The agreement, negotiated by the village attorney, Peterson Johnson and Murray calls for four payments from the hospital to the village for a total of $2,600,000. The first payment of $600,000 for the 2017 year is due by June 8, 2018. The second payment for 2018, in the same amount is also due at that time. Two additional payments to be made by the end of June in 2019 and 2020, each in the amount of $700,000, are also part of the transaction.
Village officials had demanded what they had called a “fair share” payment by the tax exempt not for profit hospital. Under Illinois law, the village does not have any right to receive payments from the hospital and the contentious relationship between the village officials and the hospital appeared to terminate the discussions at various times.
However, one village official spoke to the Oak Lawn Leaf off the record and praised the village’s attorneys for their leadership in working with the various egos to craft compromise language. Village President Sandra Bury alluded to the language claiming at the meeting that she considers it a fair share agreement. The document, however, does not call the payment a fair share payment.

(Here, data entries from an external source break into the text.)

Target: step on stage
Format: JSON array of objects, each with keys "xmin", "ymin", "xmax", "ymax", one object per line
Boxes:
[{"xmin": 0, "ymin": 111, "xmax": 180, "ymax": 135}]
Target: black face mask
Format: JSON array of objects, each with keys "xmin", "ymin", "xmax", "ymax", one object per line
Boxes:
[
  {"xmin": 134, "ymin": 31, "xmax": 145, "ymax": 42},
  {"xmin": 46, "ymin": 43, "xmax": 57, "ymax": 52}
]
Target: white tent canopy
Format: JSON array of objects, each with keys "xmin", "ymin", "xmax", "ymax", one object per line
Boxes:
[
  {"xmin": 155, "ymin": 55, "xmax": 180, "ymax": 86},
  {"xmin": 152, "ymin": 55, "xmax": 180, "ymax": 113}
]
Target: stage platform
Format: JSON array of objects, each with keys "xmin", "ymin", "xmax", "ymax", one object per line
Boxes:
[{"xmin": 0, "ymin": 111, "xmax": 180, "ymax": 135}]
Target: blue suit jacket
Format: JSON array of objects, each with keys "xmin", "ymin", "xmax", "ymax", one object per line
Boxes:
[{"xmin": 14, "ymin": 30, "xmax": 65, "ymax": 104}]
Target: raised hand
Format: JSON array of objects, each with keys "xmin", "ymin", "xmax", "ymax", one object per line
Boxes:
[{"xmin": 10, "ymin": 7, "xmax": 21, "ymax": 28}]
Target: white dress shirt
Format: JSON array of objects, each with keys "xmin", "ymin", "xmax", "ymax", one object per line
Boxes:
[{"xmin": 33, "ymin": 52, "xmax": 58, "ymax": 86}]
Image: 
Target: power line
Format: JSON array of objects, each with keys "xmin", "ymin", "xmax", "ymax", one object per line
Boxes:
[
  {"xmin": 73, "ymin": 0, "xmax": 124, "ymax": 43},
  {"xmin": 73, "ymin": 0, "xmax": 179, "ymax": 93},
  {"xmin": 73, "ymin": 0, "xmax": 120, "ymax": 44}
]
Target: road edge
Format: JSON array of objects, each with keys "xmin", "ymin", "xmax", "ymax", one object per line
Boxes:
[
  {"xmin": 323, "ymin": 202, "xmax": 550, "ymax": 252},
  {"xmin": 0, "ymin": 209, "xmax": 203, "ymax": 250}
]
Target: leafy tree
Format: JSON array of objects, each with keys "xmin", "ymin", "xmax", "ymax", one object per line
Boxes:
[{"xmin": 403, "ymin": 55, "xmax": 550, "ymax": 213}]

Instead, the agreement requires the village to deposit the money into a special fund and requires the village to provide an accounting to the hospital on the expenditures. The language used to describe the payment is “grant” rather than “fair share” and the official who spoke off the record said that the use of “fair share” was a “sticking point” with the hospital, which threatened to walk away from the deal.

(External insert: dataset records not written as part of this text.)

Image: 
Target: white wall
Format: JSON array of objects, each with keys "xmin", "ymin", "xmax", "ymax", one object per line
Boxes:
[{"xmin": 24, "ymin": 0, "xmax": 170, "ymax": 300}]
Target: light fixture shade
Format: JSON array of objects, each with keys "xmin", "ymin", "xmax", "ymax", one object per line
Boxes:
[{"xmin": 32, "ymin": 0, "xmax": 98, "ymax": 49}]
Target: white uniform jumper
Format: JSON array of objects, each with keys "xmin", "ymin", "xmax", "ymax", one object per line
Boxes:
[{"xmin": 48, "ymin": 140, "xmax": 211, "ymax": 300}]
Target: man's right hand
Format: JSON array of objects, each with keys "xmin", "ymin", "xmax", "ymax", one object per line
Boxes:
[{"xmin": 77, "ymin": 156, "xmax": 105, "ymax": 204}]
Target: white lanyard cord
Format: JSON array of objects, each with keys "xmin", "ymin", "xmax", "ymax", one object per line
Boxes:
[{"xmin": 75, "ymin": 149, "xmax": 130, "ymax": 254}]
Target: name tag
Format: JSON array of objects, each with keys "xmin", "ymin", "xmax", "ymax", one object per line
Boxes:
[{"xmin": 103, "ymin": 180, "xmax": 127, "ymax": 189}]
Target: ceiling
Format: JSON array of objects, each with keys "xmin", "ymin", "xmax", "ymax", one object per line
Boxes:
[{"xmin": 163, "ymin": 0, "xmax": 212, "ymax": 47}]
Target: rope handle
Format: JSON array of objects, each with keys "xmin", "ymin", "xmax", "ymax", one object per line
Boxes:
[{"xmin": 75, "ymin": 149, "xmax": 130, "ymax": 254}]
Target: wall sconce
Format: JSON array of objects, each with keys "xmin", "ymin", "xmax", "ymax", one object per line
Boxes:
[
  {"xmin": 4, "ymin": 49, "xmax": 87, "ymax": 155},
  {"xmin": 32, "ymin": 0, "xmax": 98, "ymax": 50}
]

Another compromise, crafted by the Kevin Casey, the lead attorney in the negotiations for the village, limits the funds to four purposes but the purposes were broad enough to provide the village the ability to use the funds in plugging a huge budget shortfall.
The four purposes that the agreement allows payment for are:
- The direct costs caused by the operations of Advocate that can be clearly documented by a transparent and verifiable methodology.
- Economic development efforts intended to spur the development of greater commercial development and the growth of a tax base for the village to fund the needs of the village.
- To identify and implement investments that increase the efficiency and reduce the cost of village services.
- To allow the village to contribute not more than 25% of any year’s annual grant to its reserve fund to offset future village deficits.
The village is not allowed to impose any new or additional taxes, fees or assessments on Advocate during the term of the agreement unless a utility tax is increased and applies to all customers.
Village Trustees praised the work of the “Oak Lawn team” with Trustees Terry Vorderer and Trustee William “Bud” Stalker speaking at the board meeting.
The agreement does not include any requirement for the hospital to build any structures within the village to spur economic development in some undeveloped areas. However, the village has long demanded a cash payment and while it may not be called a fair share payment, the board unanimously approved the idea of receiving the money in four installments.